The lack of care for your well-being is a design flaw, in the estimation of former Google product philosopher Tristan Harris. Harris created a non-profit called Time Well Spent, to find ways to make digital products less toxic and controlling. His work was a revelation for me, shedding light on who is truly to blame for our current issues with managing technology: the people who designed them. A half-dozen companies control more or less the whole of the Internet. Some instances of their monopoly power, such as Google preventing a father from blocking Youtube on his son’s device, strike us as more egregious than others. The problem is the mere fact they have this much power over our lives, little to no public oversight, and a strong motive to generate profit in a market economy.
Silicon Valley has been designing technology to steal an ever-increasing bandwidth of your attention for a reason; a reason in the shape of a capital S with vertical slashes through it. Eyes on screens translate to advertising dollars, which is why they spend so much effort collecting their precious marketing data. This in turn allows them to target ads just for you, which in turn requires you to be looking at your phone screen. It is a vicious cycle. Just like the Electro-Fishers, we find ourselves trapped in increasing isolation, constantly encountering obstacles to a life of peace and happiness generated by algorithms no one really has control over. Kafka, who wrote about lives governed by impenetrable and indecipherable systems, anticipated the Age of Algorithm better than he ever could have hoped. We can still see the sky, but we are looking up less and less.
No one solution is enough to solve this problem. SwitchKick is designed to be a start. It is a platform to put power back in our hands using a powerful combination of psychological tools of its own. Unlike any other app on the market, SwitchKick puts people together, instead of leaving us facing the traps of technology on our own. Overcoming addiction requires more than just willpower; it requires forming new habits and behavior. Anyone who has attempted to form a new habit knows that it is incredibly hard; one of the best ways to do so, is together with friends. SwitchKick pods function as a combination of social support, social learning, and competition; you gain points and level up by overcoming addictive behavior.

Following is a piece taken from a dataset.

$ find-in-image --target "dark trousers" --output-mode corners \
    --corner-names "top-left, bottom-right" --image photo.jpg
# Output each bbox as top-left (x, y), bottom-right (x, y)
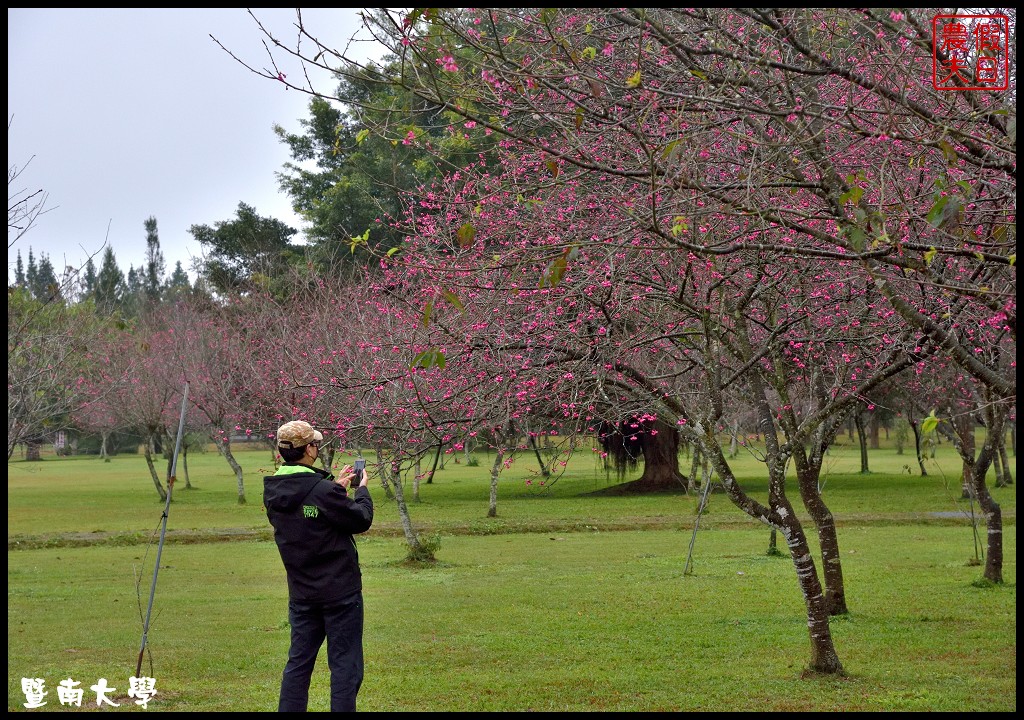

Gamifying health behavior like this is nothing new, even in smartphone apps, but inexplicably, no one has applied it to the most obvious application, smartphone addiction itself. Levels and points mean nothing without others to compare ourselves to; that’s why the groups are so important. In Korea, when this concept was tested, the people in social support groups were more ambitious, and reduced both their smartphone use and their addictive scores more than the loners.
Like the remaining humans in Blame!, we need to work together to reckon with the problems technology causes. Unlike them, we still live in a world with limitless possibility. We can decide the shape of our future, and it doesn't need to involve endless shades of gray. Our future is as bright as we collectively decide to make it.